3. Orzechy pekan vs orzechy włoskie
Orzechy pekan, popularne w Stanach Zjednoczonych, coraz częściej pojawiają się w polskich sklepach. To doskonałe źródło przeciwutleniaczy. Obniżają poziom "złego" cholesterolu, wpływają pozytywnie na serce i cały układ krwionośny. Niewątpliwie są bardzo zdrowe, ale obok nich możemy postawić równie dobroczynne polskie orzechy włoskie. Są one źródłem m.in. białka, błonnika, fosforu, magnezu i kwasu foliowego. Zawierają więcej antyoksydantów, niż orzechy pekan. Do tego orzechy włoskie są tańsze. Kosztują ok. 35 zł za 1 kg (łuskane), a te amerykańskie nawet dwa razy więcej – ok. 85 zł/1 kg.
4. Nasiona chia vs siemię lniane
Nasiona chia to żywieniowy trend ostatnich lat. Dodaje się je do koktajli, shake'ów, puddingów i trąbi o ich prozdrowotnych właściwościach.

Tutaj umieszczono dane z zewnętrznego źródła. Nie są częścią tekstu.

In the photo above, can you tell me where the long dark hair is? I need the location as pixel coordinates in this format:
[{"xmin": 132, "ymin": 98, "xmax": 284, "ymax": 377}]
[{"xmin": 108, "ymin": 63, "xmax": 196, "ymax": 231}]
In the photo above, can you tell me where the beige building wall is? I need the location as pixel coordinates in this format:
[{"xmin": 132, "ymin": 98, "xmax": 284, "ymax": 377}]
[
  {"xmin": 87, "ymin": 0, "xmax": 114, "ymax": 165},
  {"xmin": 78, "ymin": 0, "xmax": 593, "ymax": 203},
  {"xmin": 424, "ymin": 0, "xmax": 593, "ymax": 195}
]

Są zdrowe to fakt, ale ich wartości odżywcze są zbliżone do dużo tańszego i łatwiej dostępnego siemienia lnianego. Chia to nasiona szałwii hiszpańskiej. Zawierają duże ilości kwasów omega-3 oraz błonnika. Ich spożywanie chroni przed osteoporozą, a także zmniejsza poziom "złego" cholesterolu we krwi. Siemię lniane zawiera 20 proc. więcej kwasów omega-3 niż nasiona chia. Regularne spożywanie siemienia lnianego zwalcza wolne rodniki i ma działanie antynowotworowe. Zarówno jeden, jak i drugi produkt to krynica zdrowia. Jednak nasiona chia mogą nieco nadszarpnąć nasz budżet. 1 kg szałwii hiszpańskiej kosztuje ok. 15 zł, a taka sama ilość siemienia lnianego to koszt ok. 8 zł.

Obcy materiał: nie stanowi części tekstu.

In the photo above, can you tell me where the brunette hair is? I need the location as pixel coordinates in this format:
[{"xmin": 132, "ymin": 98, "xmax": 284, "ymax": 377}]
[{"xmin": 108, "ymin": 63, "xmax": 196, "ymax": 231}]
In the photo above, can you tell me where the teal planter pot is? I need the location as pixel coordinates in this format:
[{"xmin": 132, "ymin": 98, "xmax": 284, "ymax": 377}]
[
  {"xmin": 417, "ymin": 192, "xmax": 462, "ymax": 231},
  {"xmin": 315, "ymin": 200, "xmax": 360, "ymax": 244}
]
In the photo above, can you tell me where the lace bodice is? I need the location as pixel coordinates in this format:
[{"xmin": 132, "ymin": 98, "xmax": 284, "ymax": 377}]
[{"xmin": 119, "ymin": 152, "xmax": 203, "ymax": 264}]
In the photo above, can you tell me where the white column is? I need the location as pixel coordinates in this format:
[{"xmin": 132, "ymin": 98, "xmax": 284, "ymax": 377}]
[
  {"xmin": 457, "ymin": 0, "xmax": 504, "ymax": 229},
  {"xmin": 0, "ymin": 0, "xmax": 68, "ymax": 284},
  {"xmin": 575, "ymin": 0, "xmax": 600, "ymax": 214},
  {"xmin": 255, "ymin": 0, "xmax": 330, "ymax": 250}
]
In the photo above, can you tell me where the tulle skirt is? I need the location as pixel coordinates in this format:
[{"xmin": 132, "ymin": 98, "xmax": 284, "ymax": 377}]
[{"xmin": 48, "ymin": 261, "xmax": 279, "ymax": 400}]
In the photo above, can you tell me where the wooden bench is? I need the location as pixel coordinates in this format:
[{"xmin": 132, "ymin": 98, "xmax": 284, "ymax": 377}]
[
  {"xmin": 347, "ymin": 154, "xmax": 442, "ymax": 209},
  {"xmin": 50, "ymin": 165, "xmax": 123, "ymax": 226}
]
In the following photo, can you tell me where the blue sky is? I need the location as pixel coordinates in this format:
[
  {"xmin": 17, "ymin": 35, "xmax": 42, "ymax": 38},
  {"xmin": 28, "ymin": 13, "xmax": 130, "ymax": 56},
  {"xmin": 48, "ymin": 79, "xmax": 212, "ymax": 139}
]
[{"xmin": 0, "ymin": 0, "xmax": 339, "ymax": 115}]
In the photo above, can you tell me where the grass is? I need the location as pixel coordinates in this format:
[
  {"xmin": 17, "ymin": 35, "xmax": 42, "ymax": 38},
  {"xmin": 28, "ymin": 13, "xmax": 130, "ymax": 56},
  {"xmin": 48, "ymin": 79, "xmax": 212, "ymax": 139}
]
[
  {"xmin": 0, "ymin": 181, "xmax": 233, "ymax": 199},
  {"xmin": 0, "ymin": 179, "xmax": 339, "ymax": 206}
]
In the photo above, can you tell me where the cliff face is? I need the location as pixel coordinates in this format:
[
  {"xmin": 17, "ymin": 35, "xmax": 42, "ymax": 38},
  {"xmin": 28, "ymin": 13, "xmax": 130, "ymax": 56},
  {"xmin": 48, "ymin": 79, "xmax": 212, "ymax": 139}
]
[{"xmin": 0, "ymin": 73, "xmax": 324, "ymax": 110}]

5. Komosa ryżowa (quinoa) vs kasza jaglana
Oba produkty są niesamowicie zdrowe. Kasza jaglana zawiera dużo dobrze przyswajalnego białka i węglowodanów, dodatkowo jest bezglutenowa. To dobre źródło żelaza, miedzi i krzemionki. Komosa ryżowa także jest źródłem białka, zawiera również wiele cennych witamin i składników mineralnych. Zarówno jeden jak i drugi produkt ma właściwości przeciwwirusowe i przeciwzapalne. Do tego wzmacnia skórę, włosy i paznokcie. Gdyby tylko nie ta różnica w cenie. 1 kg komosy ryżowej kosztuje ok. 20 zł, za taką samą ilość kaszy jaglanej zapłacimy ok. 9 zł.
Superfoods to nie tylko zagraniczne produkty o dziwnie brzmiących nazwach. To również nasze polskie produkty, które w wielu przypadkach są równie zdrowe i przede wszystkim tańsze.